Gestire i dati con un approccio centralizzato, ma flessibile

Il database relazionale è la risposta che consente di creare una base dati fruibile e facilmente aggiornabile per i sistemi di Hr management. Oracle, da sempre paladina del database unico, ci ha spiegato come un’infrastruttura dati è in grado di piegarsi alle specifiche esigenze

La forza di un sistema di Hr si fonda sul patrimonio informativo relativo ai dipendenti ma, come in tutte le altre “discipline” applicative, a nulla serve l’archiviazione di informazioni se poi queste non sono concretamente fruibili dalle varie funzioni aziendali e non sono facilmente aggiornabili. La soluzione a questi mali si chiama database relazionale, meglio se centralizzato o addirittura (come è nella vision di Oracle) unico.
Tutte le soluzioni di Hr di matrice Erp poggiano su una base dati relazionale, che comprende una serie di dati “core” come quelli anagrafici e offre possibilità di espansione per permettere a ciascuna nazione, o meglio a ciascun cliente, di definirne di propri. “È evidente che una società manifatturiera italiana deve gestire dati diversi da una finanziaria americana – ha sottolineato Bruno Marello, presales consulting manager di Oracle Italia -. L’appartenenza a un settore merceologico e a un Paese influisce sulle informazioni che servono a un’azienda, fermo restando che tutti i dipendenti sono dotati di nome, cognome, indirizzo“.
Tutti i fornitori hanno previsto sistemi per permettere, in maniera indolore e quindi con il minimo impatto sulla struttura del sistema informativo, di definire e gestire le proprie informazioni. Si tratta di un lavoro preliminare che caratterizza tutte le implementazioni Hr, perché quasi ciascun cliente rappresenta un caso a sé. Oracle, a questo proposito, offre un database costruito con strutture generiche di dati che possono essere personalizzati, ma utilizzando strumenti già previsti e senza scrivere alcun tipo di codice. “Si può dire che le tabelle originali contengono colonne generiche che vengono ridefinite in maniera tale da farle leggere al sistema come se fossero colonne particolari. Questa possibilità è talmente estesa da offrire sbocchi virtualmente illimitati, per rispondere a qualsiasi esigenza“.
Una colonna generica di dati, ha spiegato la società, può essere vista in modi differenti dall’utente, in modo per lui trasparente, ospitando un piccolo codice di due caratteri piuttosto che una descrizione di 200 o addirittura una fotografia, quindi un dato multimediale. Oracle rappresenta concettualmente questo procedimento definendolo un metadatabase, cioè un database che ridefinisce se stesso.

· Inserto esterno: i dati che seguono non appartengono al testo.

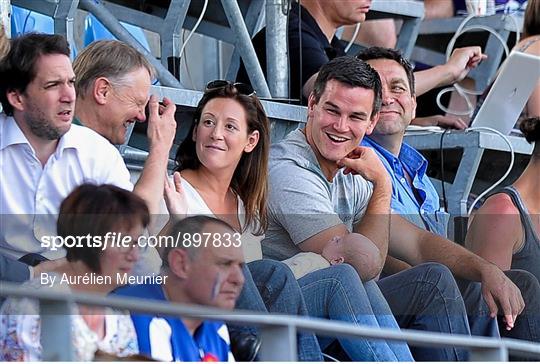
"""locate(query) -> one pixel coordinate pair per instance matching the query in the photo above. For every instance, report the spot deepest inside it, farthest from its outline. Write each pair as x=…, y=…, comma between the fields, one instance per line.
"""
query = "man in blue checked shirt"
x=413, y=195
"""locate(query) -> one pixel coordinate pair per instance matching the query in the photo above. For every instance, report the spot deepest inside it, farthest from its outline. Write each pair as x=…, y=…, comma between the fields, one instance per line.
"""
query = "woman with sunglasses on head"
x=95, y=212
x=222, y=171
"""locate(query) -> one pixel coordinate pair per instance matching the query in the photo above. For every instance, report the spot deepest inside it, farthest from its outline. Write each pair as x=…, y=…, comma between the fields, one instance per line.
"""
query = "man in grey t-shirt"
x=319, y=190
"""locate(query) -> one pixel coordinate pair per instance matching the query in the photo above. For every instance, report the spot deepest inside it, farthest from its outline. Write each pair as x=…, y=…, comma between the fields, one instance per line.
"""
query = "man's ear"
x=253, y=139
x=15, y=99
x=338, y=260
x=179, y=263
x=372, y=123
x=101, y=90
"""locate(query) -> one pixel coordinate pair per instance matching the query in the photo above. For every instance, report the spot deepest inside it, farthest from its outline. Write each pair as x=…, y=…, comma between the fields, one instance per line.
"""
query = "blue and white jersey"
x=166, y=338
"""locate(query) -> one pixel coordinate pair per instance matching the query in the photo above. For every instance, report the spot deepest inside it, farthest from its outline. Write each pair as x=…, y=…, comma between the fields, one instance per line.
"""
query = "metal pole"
x=5, y=16
x=64, y=14
x=114, y=26
x=56, y=330
x=245, y=48
x=277, y=68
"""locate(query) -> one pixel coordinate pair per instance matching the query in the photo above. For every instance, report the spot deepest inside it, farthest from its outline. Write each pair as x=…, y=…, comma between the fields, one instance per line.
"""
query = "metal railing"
x=278, y=332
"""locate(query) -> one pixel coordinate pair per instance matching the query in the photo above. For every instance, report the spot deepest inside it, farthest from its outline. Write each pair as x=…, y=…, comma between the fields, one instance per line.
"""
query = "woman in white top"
x=93, y=211
x=222, y=170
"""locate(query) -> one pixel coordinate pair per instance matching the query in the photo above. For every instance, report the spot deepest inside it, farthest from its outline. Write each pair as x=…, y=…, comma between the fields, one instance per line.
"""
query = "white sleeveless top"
x=251, y=244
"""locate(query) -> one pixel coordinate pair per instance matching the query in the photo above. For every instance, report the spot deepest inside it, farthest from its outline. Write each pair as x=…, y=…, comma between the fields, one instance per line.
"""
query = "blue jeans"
x=337, y=293
x=426, y=297
x=480, y=321
x=270, y=286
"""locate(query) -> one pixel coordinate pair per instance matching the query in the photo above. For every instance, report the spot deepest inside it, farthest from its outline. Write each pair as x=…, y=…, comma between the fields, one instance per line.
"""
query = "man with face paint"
x=198, y=274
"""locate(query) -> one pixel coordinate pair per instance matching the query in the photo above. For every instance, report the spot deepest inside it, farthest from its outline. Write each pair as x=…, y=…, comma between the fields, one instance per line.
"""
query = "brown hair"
x=250, y=179
x=18, y=67
x=4, y=42
x=95, y=211
x=531, y=20
x=107, y=58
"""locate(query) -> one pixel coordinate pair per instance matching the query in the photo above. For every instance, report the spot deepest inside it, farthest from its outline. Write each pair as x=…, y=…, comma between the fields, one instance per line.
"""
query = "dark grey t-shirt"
x=302, y=203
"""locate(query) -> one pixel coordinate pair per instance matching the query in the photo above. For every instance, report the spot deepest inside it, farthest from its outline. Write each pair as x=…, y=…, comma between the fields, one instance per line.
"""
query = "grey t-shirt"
x=302, y=203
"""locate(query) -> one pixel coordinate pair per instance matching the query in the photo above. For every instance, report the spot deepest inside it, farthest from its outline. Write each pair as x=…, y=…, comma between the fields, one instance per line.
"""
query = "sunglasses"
x=242, y=88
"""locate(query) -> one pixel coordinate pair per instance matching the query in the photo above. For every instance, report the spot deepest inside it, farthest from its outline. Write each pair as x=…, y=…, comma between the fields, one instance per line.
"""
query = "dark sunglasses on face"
x=242, y=88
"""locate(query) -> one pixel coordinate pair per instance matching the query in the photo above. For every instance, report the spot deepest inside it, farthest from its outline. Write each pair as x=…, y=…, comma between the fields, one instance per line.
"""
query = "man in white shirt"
x=42, y=155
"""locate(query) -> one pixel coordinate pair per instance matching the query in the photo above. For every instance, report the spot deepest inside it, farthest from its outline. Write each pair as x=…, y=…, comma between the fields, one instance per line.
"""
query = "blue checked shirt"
x=422, y=209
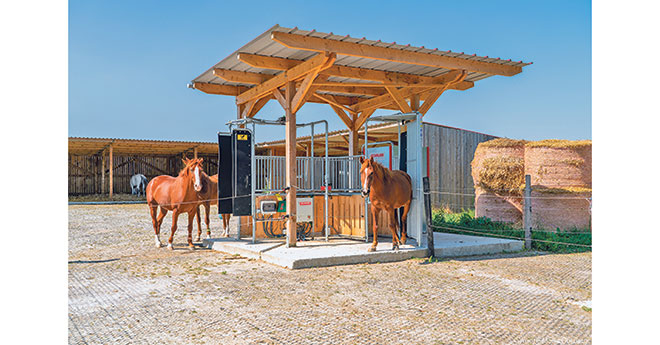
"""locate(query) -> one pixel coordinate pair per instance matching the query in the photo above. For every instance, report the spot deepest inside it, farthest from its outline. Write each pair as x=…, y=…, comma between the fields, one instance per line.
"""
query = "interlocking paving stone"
x=123, y=290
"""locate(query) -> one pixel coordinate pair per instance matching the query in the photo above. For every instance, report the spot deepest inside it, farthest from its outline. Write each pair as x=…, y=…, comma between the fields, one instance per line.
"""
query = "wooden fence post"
x=527, y=214
x=429, y=218
x=111, y=166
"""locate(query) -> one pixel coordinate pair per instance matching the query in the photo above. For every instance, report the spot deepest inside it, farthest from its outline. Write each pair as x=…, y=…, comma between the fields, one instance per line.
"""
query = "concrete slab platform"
x=320, y=253
x=243, y=248
x=334, y=253
x=454, y=245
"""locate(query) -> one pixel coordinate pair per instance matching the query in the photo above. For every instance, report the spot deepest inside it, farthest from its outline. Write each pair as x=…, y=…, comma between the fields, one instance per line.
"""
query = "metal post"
x=527, y=216
x=253, y=159
x=366, y=199
x=325, y=170
x=429, y=220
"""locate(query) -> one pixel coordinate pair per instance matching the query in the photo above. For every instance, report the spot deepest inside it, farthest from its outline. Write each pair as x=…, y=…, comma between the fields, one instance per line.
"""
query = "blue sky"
x=130, y=61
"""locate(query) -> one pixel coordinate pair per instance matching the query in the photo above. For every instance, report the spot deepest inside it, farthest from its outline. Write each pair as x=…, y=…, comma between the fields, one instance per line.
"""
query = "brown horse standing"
x=176, y=194
x=387, y=190
x=209, y=196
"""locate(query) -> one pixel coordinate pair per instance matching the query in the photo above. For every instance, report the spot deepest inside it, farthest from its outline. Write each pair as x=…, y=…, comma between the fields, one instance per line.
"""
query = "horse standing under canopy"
x=177, y=194
x=388, y=190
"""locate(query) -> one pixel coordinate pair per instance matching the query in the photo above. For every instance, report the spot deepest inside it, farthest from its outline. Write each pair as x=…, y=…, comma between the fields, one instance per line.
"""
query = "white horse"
x=138, y=184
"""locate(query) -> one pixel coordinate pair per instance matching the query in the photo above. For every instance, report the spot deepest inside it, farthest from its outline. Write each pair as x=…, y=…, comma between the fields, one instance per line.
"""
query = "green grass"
x=466, y=223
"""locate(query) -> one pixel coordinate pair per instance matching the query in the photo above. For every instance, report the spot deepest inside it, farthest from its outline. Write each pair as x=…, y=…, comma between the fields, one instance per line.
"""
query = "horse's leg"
x=374, y=217
x=393, y=227
x=153, y=209
x=191, y=218
x=175, y=218
x=159, y=222
x=404, y=223
x=207, y=209
x=225, y=223
x=199, y=222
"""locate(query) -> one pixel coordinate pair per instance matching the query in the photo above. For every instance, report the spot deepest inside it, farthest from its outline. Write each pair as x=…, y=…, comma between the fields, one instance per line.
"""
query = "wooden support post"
x=103, y=172
x=414, y=102
x=353, y=142
x=527, y=214
x=111, y=166
x=429, y=218
x=290, y=153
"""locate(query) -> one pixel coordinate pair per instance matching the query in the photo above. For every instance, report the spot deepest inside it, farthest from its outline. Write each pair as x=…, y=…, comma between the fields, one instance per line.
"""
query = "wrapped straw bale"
x=560, y=172
x=498, y=172
x=559, y=163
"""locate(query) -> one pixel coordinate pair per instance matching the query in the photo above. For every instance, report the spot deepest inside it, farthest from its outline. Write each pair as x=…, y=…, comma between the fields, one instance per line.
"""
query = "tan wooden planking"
x=278, y=63
x=318, y=62
x=389, y=54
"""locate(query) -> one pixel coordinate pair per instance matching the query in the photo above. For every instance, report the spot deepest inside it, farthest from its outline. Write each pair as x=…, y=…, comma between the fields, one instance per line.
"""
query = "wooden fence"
x=451, y=151
x=85, y=172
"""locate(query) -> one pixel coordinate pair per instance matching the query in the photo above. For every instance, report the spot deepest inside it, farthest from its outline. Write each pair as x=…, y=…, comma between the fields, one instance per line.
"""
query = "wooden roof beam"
x=406, y=92
x=317, y=63
x=389, y=54
x=277, y=63
x=215, y=89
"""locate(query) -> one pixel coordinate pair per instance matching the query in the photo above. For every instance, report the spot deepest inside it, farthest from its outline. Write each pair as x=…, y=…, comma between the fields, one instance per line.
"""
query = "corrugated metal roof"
x=264, y=45
x=91, y=146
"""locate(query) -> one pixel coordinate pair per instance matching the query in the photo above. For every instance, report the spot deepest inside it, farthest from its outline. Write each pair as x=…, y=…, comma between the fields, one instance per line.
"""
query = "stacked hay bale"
x=560, y=172
x=498, y=175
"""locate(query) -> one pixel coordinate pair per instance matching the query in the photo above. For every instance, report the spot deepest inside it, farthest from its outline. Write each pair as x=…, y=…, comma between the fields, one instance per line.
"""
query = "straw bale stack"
x=497, y=172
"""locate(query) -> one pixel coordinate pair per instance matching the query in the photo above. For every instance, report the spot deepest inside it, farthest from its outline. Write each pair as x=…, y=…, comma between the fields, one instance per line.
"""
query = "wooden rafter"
x=215, y=89
x=333, y=101
x=398, y=99
x=406, y=92
x=247, y=108
x=258, y=105
x=240, y=76
x=231, y=90
x=435, y=94
x=388, y=54
x=396, y=78
x=340, y=112
x=280, y=98
x=320, y=62
x=303, y=89
x=363, y=118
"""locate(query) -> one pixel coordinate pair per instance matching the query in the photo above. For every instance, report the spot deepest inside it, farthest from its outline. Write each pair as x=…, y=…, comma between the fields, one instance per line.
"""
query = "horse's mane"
x=380, y=170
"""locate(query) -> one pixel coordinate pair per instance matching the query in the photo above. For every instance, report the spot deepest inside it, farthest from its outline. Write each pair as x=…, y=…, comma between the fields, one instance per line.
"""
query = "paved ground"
x=123, y=290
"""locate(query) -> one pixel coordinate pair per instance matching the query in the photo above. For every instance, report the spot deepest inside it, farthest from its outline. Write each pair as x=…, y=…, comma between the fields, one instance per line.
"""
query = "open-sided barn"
x=451, y=151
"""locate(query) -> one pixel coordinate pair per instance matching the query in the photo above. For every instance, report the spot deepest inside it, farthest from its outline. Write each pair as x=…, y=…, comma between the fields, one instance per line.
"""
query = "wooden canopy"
x=354, y=76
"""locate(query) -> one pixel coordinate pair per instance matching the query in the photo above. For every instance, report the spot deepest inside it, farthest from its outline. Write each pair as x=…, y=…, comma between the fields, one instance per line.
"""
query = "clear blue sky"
x=130, y=61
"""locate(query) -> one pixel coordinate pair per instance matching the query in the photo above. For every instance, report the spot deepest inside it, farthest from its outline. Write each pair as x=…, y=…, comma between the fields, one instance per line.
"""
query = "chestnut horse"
x=209, y=196
x=387, y=190
x=176, y=194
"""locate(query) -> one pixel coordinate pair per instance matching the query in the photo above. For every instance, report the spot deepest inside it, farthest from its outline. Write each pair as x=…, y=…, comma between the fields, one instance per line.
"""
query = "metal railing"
x=344, y=173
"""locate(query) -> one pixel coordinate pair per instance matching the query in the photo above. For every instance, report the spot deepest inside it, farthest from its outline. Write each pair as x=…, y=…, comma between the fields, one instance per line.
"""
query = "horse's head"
x=367, y=171
x=193, y=170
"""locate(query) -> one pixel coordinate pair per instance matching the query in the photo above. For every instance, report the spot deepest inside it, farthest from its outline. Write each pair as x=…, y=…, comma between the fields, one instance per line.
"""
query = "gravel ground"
x=124, y=290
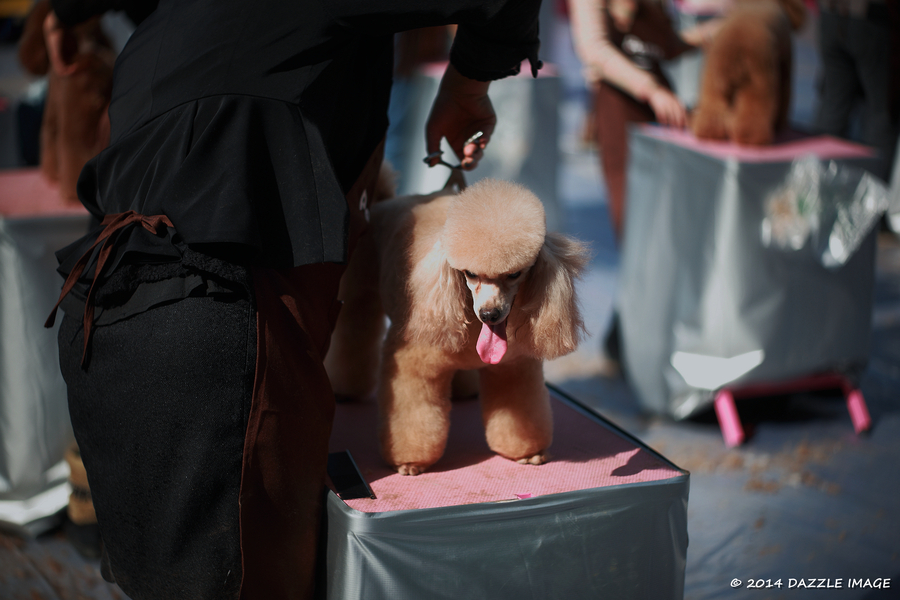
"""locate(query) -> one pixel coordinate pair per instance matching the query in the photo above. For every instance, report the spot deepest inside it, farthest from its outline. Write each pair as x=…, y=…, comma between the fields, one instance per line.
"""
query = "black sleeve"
x=72, y=12
x=495, y=48
x=492, y=40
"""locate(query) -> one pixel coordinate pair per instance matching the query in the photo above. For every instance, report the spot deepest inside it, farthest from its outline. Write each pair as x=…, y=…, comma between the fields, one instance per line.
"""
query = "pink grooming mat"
x=25, y=193
x=786, y=148
x=585, y=454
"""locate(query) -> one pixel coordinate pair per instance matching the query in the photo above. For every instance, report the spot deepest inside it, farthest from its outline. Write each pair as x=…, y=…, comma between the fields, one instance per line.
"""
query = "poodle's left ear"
x=550, y=306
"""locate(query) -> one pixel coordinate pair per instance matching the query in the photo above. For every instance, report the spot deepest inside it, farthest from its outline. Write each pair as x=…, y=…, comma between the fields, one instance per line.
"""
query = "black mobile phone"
x=348, y=481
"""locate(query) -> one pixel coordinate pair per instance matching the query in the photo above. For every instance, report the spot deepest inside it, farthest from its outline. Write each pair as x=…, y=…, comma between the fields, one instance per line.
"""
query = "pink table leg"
x=859, y=412
x=729, y=420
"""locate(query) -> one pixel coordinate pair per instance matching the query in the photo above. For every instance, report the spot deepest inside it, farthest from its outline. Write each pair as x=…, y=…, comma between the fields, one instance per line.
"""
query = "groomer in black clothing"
x=246, y=138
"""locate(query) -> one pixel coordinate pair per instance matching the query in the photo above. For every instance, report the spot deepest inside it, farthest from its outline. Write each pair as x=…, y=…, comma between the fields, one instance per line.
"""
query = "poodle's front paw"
x=410, y=469
x=537, y=459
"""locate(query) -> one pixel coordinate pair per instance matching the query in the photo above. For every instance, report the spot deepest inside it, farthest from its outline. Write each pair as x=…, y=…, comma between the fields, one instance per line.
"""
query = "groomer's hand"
x=461, y=109
x=668, y=108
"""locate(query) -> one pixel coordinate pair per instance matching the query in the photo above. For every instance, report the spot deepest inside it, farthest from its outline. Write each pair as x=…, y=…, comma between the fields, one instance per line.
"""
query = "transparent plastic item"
x=824, y=207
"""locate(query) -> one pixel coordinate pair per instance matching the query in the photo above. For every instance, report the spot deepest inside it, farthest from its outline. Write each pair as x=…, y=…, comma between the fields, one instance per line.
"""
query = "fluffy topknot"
x=494, y=227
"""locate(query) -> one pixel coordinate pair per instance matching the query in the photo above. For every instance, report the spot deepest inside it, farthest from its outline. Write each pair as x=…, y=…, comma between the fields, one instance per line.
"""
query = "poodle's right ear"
x=796, y=12
x=438, y=296
x=549, y=302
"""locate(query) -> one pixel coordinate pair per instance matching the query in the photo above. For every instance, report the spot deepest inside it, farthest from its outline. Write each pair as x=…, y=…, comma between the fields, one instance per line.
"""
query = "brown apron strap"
x=113, y=225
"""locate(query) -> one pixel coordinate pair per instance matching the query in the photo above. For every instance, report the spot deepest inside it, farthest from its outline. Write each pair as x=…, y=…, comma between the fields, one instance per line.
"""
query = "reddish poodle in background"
x=746, y=89
x=79, y=64
x=470, y=282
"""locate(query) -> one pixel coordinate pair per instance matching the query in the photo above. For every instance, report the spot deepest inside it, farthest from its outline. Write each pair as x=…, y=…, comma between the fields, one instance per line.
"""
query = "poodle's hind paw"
x=410, y=469
x=538, y=459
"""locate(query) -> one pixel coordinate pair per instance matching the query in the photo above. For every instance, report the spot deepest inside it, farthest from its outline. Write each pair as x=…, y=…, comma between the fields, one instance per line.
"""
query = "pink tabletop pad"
x=787, y=147
x=584, y=455
x=25, y=193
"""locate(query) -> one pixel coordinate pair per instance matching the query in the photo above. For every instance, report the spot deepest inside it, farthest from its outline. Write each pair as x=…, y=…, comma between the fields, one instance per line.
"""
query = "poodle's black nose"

Una soluzione di questo tipo offre, inoltre, la possibilità “nativa” di effettuare query e reporting immediati sui dati anche peculiari, operando esattamente come se si trattasse di campi dati standard previsti dal pacchetto (un esempio di reporting su database relazionale è il Daily Business Close disponibile per le applicazioni della Oracle E-Business Suite). Uno strato di datawarehosue, in ambito Hr è necessario a fini analitici più complessi, nel momento in cui si mettono in relazione dati che provengono da mondi applicativi diversi. “Necessariamente – ha aggiunto Marello – in questo caso i dati devono essere trasferiti su una struttura ad hoc, che è in grado di raccogliere informazioni da mondi eterogenei ed è orientato per sua natura al reporting. Per contro, si introduce un ritardo, perché le informazioni devono essere estratte dalle basi dati e portate sulla nuova struttura“.